Automatic fuzzy-DBSCAN algorithm for morphological and overlapping datasets


Creative Commons License

Yelghi A., KÖSE C., Yelghi A., Shahkar A.

JOURNAL OF SYSTEMS ENGINEERING AND ELECTRONICS, cilt.31, sa.6, ss.1245-1253, 2020 (SCI-Expanded) identifier identifier

  • Yayın Türü: Makale / Tam Makale
  • Cilt numarası: 31 Sayı: 6
  • Basım Tarihi: 2020
  • Doi Numarası: 10.23919/jsee.2020.000095
  • Dergi Adı: JOURNAL OF SYSTEMS ENGINEERING AND ELECTRONICS
  • Derginin Tarandığı İndeksler: Science Citation Index Expanded (SCI-EXPANDED), Scopus, Academic Search Premier, Aerospace Database, Communication Abstracts, INSPEC, Metadex, zbMATH, Civil Engineering Abstracts
  • Sayfa Sayıları: ss.1245-1253
  • Anahtar Kelimeler: clustering, density-based spatial clustering of applications with noise (DBSCAN), fuzzy, overlapping, data mining, CLUSTERING-ALGORITHM
  • Karadeniz Teknik Üniversitesi Adresli: Evet

Özet

Clustering is one of the unsupervised learning problems.
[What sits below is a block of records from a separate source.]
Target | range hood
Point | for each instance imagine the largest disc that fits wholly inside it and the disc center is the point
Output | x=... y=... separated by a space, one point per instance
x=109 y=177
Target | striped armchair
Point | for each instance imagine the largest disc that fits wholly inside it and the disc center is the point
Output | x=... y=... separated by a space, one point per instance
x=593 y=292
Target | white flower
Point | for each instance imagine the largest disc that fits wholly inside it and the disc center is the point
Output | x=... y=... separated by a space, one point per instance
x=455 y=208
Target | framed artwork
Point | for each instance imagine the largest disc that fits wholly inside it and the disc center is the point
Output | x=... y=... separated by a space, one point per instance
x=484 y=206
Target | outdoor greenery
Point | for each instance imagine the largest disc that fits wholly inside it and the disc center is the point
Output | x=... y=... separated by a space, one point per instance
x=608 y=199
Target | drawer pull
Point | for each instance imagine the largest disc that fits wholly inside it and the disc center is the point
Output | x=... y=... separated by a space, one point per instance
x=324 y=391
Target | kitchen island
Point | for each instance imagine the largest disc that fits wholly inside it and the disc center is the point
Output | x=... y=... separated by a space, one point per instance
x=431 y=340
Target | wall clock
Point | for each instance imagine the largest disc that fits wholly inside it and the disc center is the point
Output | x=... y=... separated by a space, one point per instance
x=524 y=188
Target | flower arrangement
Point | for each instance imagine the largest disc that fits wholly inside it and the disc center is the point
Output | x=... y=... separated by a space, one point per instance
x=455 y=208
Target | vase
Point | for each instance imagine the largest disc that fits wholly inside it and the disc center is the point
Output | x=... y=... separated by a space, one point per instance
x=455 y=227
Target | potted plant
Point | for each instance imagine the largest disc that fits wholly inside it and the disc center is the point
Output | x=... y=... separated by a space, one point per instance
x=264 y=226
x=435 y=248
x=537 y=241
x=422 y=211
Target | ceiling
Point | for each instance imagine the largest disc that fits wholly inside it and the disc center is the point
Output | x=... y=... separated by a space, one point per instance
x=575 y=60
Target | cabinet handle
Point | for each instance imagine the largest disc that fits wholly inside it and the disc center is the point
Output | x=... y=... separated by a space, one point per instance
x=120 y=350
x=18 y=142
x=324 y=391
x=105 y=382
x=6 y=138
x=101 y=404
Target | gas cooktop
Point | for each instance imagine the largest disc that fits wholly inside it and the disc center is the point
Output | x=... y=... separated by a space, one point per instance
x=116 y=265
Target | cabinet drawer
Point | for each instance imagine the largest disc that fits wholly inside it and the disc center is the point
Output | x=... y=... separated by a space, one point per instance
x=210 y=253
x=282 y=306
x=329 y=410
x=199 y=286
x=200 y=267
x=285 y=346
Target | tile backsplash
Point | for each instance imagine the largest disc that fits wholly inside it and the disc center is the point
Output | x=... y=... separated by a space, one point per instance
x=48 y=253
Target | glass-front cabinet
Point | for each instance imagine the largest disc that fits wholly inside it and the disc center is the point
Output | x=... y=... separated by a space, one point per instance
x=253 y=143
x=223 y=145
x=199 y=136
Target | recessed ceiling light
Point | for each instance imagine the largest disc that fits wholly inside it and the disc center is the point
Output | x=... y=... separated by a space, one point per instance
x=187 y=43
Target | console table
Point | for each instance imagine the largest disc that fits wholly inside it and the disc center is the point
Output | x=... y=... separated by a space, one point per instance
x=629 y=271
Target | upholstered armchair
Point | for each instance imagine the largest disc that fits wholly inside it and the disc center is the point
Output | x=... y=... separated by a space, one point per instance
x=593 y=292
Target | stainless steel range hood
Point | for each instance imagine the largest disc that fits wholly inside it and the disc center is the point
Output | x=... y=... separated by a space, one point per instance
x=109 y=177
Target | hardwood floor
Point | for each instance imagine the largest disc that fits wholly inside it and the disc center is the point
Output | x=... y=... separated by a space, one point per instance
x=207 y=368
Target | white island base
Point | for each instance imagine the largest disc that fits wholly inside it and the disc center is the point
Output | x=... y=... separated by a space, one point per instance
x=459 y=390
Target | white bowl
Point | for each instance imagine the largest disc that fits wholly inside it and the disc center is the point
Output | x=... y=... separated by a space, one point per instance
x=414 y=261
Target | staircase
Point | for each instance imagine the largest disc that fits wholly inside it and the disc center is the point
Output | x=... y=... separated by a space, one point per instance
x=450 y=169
It is a procedure which partitions data objects into groups. Many algorithms could not overcome the problems of morphology, overlapping and the large number of clusters at the same time. Many scientific communities have used the clustering algorithm from the perspective of density, which is one of the best methods in clustering. This study proposes a density-based spatial clustering of applications with noise (DBSCAN) algorithm based on the selected high-density areas by automatic fuzzy-DBSCAN (AFD) which works with the initialization of two parameters. AFD, by using fuzzy and DBSCAN features, is modeled by the selection of high-density areas and generates two parameters for merging and separating automatically. The two generated parameters provide a state of sub-cluster rules in the Cartesian coordinate system for the dataset. The model overcomes the problems of clustering such as morphology, overlapping, and the number of clusters in a dataset simultaneously. In the experiments, all algorithms are performed on eight data sets with 30 times of running. Three of them are related to overlapping real datasets and the rest are morphologic and synthetic datasets. It is demonstrated that the AFD algorithm outperforms other recently developed clustering algorithms.